我们飞起了足有几米高,绺子还好,因为手上系着安全绳,所以即使这么强烈的撞击在摩托艇落水的那一刻也只是身子滑落到艇底之下,虽然也被扯的够呛,但也能依靠着安全绳又重新爬了上去。
而我就没有这么幸运了,从空中一个倒栽葱直接摔到了海里,我原本水性就不太好,平时也只敢在游泳池里耍耍微风,这么丝毫没有防护措施的深度落水还是第一次,心里一急,连喝了几口海水,紧接着鼻子,耳朵,眼睛也接连进水,真是苦不堪言。
我在水下沉到了四五米,本想狠命憋上一口气游上来,谁知一用力又喝了几口海水,手脚拼命的划动,可也不知道是不是太紧张的缘故,腿上一疼,居然抽筋了!
我眼前一黑,心中又急又怕,企图把脚趾向前用手去掰缓解筋骨,可这个时候力气几乎已经完全用光,憋气时间太久,肺部也开始出现疼痛迹象,眼看着马上就要撑不下去了,可腿上抽筋痛感一波接着一波,根本用不上力气!
我真是从来都没觉得死亡和我这么近过,在那一刻,我抬头望着只有几米高的水面,眼睛因为海水侵入而发涩,也隐约有些模糊了,我看不到绺子,看不到伯重,看不到任何生机。
我在不断的挣扎下开始精神恍惚,此时心里悲伤过后,竟还有那么一丝幸灾乐祸:好样的靳海,这么多人为了找你而费尽心思,如今刚刚接受了身为昆仑童子的现实,没想到你居然以这种悲催的方式这么快的就死了……也不知我死之后是先下到地府还是直接回到昆仑,如果先到地府的话,届时看到了在地府看门的大黄我该怎么解释?难道说,嗨,我想你了特意来看看你吗?!

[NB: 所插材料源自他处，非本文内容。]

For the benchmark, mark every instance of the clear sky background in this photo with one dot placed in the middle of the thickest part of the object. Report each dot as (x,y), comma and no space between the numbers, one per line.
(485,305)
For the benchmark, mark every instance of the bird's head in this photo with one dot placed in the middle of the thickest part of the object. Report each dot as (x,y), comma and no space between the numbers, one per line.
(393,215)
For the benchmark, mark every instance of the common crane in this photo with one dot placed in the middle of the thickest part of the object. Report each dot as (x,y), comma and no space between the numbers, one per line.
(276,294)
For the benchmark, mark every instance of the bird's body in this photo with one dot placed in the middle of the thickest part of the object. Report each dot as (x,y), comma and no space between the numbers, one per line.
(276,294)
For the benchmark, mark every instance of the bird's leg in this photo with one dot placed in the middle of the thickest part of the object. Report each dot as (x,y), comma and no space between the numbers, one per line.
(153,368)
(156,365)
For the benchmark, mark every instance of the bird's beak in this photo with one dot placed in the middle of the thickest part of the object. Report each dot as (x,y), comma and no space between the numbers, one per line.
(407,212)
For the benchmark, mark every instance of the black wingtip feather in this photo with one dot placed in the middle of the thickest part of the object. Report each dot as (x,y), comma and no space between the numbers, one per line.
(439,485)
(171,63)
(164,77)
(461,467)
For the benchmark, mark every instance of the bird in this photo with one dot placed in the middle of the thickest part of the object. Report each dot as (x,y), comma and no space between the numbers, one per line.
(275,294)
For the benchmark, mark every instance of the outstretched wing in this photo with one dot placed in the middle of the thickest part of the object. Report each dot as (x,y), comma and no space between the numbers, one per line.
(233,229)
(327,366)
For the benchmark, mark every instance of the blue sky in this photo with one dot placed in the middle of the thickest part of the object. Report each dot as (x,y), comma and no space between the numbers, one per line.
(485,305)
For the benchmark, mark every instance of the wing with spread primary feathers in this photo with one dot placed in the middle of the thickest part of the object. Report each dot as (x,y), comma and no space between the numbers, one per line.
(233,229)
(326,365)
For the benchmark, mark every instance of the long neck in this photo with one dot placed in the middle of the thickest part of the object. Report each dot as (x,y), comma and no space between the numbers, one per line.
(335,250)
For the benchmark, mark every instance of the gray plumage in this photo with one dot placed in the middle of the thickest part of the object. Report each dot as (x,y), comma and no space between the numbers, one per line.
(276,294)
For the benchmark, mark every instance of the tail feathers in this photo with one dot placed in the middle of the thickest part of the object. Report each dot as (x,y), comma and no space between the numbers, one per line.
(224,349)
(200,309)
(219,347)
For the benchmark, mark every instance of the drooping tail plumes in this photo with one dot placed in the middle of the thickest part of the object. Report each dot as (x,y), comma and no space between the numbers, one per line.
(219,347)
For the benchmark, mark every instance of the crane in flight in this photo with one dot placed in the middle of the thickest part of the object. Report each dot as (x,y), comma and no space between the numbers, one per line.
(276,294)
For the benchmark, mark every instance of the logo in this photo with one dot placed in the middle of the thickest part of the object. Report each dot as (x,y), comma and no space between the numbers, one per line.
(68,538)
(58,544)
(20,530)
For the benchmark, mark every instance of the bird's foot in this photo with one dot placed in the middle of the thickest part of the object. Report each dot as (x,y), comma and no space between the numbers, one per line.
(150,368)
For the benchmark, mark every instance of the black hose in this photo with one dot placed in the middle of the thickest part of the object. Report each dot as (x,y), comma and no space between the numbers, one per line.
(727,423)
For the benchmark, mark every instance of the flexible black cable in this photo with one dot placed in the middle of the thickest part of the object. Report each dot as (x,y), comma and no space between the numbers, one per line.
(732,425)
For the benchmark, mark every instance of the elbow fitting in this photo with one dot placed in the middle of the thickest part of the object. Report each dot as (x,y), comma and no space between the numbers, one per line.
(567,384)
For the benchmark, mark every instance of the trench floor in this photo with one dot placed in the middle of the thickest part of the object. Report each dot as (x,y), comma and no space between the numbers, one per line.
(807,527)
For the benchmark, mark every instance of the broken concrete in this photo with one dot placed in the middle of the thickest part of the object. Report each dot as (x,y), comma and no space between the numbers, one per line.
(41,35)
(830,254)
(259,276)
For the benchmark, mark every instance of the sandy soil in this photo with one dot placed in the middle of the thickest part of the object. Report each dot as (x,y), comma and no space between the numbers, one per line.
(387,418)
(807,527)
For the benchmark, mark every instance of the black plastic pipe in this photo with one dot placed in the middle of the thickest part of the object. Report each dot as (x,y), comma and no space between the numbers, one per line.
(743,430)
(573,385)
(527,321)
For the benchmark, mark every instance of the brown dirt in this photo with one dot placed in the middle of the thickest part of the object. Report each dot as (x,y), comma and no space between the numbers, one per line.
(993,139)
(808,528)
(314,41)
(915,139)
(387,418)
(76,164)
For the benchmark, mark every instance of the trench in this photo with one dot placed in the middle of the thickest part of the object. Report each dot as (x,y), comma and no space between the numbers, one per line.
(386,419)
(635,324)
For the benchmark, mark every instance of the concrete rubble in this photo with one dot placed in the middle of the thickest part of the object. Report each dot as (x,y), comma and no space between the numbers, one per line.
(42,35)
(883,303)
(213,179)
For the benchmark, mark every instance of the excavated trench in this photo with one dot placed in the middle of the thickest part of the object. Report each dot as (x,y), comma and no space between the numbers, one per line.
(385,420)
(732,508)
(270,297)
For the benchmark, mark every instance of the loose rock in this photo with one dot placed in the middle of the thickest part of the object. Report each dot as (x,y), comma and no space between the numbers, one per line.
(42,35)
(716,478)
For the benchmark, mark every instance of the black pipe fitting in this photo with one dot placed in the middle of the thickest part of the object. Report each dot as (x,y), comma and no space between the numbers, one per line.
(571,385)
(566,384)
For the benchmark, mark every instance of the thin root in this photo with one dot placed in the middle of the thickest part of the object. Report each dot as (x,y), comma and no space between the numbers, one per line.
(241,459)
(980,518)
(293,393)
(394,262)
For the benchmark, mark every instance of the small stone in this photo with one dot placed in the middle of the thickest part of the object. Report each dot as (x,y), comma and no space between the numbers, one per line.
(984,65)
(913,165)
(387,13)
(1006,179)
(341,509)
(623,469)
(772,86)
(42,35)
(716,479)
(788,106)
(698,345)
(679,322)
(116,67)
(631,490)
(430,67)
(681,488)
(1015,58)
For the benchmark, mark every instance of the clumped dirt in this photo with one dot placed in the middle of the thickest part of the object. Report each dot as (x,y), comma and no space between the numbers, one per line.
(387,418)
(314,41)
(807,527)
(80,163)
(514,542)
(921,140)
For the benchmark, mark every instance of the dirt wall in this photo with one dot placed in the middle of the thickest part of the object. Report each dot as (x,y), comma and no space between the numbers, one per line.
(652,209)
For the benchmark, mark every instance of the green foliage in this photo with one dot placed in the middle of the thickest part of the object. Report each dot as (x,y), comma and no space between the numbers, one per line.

就在我几乎就要绝望的时候,忽然感到腰上一紧,恍恍惚惚的就感觉有人把我往上带,原本我在水下就不是很深,很快就被拖上了海面,在头部终于出水的那一刻,我下意识的大口呼吸着空气,然后眼一发黑,昏了过去……
也不知晕了多久,我被一阵喧闹声吵醒。
我还没有完全清醒,手下意识的四处摸着,触感很柔软,还好,自己身上是干的,并且感觉非常暖和,伯重一定没有这么细心给我盖上什么衣服,一定是绺子这个粗中有细的汉子怕我着凉,把他的衣服给我盖上了,我不由的就有些感动,心想等下一定要给绺子来个熊抱,这兄弟当得太称职了!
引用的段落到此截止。